Grenelle de l'environnement : les conséquences
Le Grenelle de l’environnement prévoit une réduction, « si possible », de moitié de l’utilisation des pesticides d’ici à 2018 et le retrait des produits jugés les plus « préoccupants ».
Objectif de réduction des pesticides de 50% « si possible » d’ici à 2018.
Une des propositions visant les produits phytopharmaceutiques est l’objectif de réduction de moitié de l’usage de ces produits sous dix ans, si possible, et moyennant la mise en place de méthodes alternatives.
Un frein à la compétitivité et à la qualité
Avec un objectif de réduction de 50% des utilisations de produits phytopharmaceutiques à horizon 2018, la France se prive de nombreuses solutions agronomiques et cette situation impose l’anticipation. Sans la mise en œuvre rapide de solutions alternatives techniquement efficaces et économiquement viables, l’agriculture française ne pourra maintenir sa compétitivité et des importations de produits agricoles pourraient alors être nécessaires.
A l’heure où les questions de sécurité alimentaire sont particulièrement prégnantes, il serait paradoxal que la France, première puissance agricole européenne, soit dans quelques années obligée de recourir à des importations qui, si elles sont surveillées, ne présentent pas toujours les mêmes garanties de sûreté que des produits européens.
Au-delà de l’impact réel sur l’industrie, c’est de notre avenir agricole et tout simplement de notre accès à une alimentation saine qu’il s’agit.
Innovation, climat, pression des maladies : comment planifier ?

L’avancée des recherches sur les nouveaux produits et les solutions alternatives, la formation des agriculteurs et l’évolution des comportements réclament un délai et des ressources qu’il est difficile d’anticiper à ce stade.
Des décisions arbitraires fixant des objectifs irréalistes en la matière ramèneraient inévitablement à la situation de relative pénurie dont notre société est sortie voici 40 ans à peine. Une agriculture compétitive et respectueuse de l’environnement est une agriculture qui intègre tous les moyens modernes de production.
De plus, l’utilisation des pesticides reste étroitement liées aux conditions climatiques et à la pression des parasites sur les récoltes.
Ainsi, les conditions climatiques particulières de 2007 et 2008 (alternance de douceur et d’humidité) expliquent la hausse des volumes de produits phytopharmaceutiques.
Les agriculteurs ont du faire face à des infestations importantes de mildiou sur pomme de terre et sur vigne, de septoriose sur céréales...etc et recourir à des traitements réguliers, dans le respect des recommandations d’emploi, pour protéger les récoltes.
Le Point de vue de l’UIPP :
L’UIPP aurait jugé préférable de fixer un objectif de réduction d’impact plutôt qu’un objectif de réduction des quantités de pesticides. Celui-ci est par définition difficile à déterminer compte tenu, entre autres, des aléas climatiques, de la pression parasitaire, et du temps nécessaire au développement des alternatives aux pesticides.
L’UIPP regrette que les indicateurs retenus ne prennent pas suffisamment en compte l’innovation (réduction des doses et amélioration du profil des pesticides) et le suivi de l’impact des produits dans l’environnement.
Retrait des substances actives les plus préoccupantes
Suite au Grenelle de l’environnement, les ministères se sont engagés à mettre en œuvre le retrait des produits jugés les plus préoccupants dits « substituables » (pour lesquels il existe des substances alternatives moins toxiques).
Le Point de vue de l’UIPP.
Cette décision revêt un caractère arbitraire, concernant certaines substances.
Ces décisions ne sont pas basées sur la mise en évidence d’effets particuliers sur la santé ou l’environnement.
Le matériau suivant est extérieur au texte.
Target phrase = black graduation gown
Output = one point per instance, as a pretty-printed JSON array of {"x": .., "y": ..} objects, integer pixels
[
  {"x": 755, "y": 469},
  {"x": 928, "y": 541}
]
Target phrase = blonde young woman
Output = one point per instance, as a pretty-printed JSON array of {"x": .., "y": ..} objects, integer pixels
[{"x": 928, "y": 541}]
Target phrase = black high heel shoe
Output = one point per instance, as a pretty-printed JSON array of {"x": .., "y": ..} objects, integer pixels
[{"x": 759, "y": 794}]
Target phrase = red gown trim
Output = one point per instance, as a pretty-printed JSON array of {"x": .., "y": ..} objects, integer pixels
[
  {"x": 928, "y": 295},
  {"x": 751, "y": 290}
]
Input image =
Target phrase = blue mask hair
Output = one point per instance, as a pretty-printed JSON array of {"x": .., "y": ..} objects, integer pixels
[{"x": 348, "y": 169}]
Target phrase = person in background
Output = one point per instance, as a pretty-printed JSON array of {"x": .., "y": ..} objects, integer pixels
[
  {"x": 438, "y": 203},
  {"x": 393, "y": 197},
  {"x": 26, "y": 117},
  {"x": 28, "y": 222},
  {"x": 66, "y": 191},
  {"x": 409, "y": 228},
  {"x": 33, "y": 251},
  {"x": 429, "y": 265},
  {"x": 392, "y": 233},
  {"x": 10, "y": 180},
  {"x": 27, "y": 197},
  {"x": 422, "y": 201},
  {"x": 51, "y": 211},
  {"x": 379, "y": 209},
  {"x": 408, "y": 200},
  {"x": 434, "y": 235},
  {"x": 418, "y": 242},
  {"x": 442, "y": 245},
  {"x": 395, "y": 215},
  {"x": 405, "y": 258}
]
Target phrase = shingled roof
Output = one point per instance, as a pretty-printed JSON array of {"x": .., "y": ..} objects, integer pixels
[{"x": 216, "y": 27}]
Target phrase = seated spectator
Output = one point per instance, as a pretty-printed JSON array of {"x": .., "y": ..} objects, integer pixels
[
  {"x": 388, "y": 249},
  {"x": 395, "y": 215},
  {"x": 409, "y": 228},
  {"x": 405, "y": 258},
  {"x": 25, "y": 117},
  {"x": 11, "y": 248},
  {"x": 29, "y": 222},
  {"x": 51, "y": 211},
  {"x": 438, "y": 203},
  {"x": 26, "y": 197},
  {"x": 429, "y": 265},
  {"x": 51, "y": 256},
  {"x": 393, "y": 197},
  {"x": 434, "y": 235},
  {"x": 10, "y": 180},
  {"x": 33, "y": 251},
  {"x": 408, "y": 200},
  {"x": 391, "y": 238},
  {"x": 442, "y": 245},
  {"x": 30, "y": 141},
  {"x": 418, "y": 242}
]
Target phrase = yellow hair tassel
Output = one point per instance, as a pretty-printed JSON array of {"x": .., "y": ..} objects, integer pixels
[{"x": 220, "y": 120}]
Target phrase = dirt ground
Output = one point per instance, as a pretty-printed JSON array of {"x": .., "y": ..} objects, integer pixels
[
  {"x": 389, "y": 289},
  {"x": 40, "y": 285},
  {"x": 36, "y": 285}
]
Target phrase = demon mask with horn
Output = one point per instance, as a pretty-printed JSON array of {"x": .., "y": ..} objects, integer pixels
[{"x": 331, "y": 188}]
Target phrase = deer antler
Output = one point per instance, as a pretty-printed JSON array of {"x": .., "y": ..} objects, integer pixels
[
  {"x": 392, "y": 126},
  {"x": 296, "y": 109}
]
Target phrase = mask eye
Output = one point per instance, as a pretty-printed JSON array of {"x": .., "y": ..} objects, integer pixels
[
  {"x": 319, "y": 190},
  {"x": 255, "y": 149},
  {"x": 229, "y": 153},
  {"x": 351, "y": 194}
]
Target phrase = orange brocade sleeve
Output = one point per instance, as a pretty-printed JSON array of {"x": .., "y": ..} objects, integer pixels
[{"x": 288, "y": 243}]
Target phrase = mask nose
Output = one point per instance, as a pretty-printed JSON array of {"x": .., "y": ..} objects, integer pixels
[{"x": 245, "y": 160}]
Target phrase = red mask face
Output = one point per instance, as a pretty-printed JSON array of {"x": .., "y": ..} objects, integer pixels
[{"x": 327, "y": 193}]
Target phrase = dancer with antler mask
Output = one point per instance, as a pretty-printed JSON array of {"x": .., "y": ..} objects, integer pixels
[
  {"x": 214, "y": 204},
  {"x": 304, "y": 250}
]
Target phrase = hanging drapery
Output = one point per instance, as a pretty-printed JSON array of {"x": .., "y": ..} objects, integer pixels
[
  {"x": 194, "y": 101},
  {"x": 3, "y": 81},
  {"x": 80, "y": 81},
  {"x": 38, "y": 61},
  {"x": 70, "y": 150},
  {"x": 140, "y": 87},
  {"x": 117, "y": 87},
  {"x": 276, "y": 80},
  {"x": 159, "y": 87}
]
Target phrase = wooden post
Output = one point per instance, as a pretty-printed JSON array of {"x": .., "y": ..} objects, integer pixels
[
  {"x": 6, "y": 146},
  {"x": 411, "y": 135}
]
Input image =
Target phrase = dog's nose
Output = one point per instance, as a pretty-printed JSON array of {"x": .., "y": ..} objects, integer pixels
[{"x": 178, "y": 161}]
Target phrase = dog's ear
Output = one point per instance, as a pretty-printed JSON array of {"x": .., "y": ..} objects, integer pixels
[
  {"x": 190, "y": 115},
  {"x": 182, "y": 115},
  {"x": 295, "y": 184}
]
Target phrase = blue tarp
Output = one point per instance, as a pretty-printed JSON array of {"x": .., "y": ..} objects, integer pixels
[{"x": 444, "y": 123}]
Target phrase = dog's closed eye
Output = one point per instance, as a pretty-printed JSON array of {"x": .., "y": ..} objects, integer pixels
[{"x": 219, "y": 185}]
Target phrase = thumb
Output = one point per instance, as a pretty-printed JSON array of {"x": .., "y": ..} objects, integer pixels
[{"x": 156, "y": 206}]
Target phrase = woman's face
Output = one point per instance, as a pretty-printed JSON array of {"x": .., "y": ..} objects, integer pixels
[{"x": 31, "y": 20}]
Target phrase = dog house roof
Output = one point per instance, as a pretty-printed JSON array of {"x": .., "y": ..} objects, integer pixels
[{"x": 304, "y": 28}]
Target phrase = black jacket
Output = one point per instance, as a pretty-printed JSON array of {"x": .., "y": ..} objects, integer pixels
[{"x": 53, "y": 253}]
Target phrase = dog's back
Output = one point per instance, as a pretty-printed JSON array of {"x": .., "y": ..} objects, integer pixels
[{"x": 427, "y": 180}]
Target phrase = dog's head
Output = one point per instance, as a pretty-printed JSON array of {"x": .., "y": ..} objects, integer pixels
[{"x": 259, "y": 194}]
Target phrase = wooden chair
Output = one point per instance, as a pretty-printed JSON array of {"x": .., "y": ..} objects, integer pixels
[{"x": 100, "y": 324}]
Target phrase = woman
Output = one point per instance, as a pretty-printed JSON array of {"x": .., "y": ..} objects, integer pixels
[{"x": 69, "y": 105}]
Elles relèvent du principe de précaution contre un danger potentiel (effet toxique ou indésirable des substances actives), et non d’une gestion des risques (qui tient compte de la probabilité d’exposition à ce danger dans les conditions réelles d’emploi).
Certaines molécules retirées du marché en France font l’objet d’une autorisation communautaire. Les agriculteurs français son ainsi privés de produits qui sont à la disposition de leurs collègues européens. Dans un souci d’équité, il est donc essentiel de respecter la réglementation communautaire dans la définition des substances à exclure.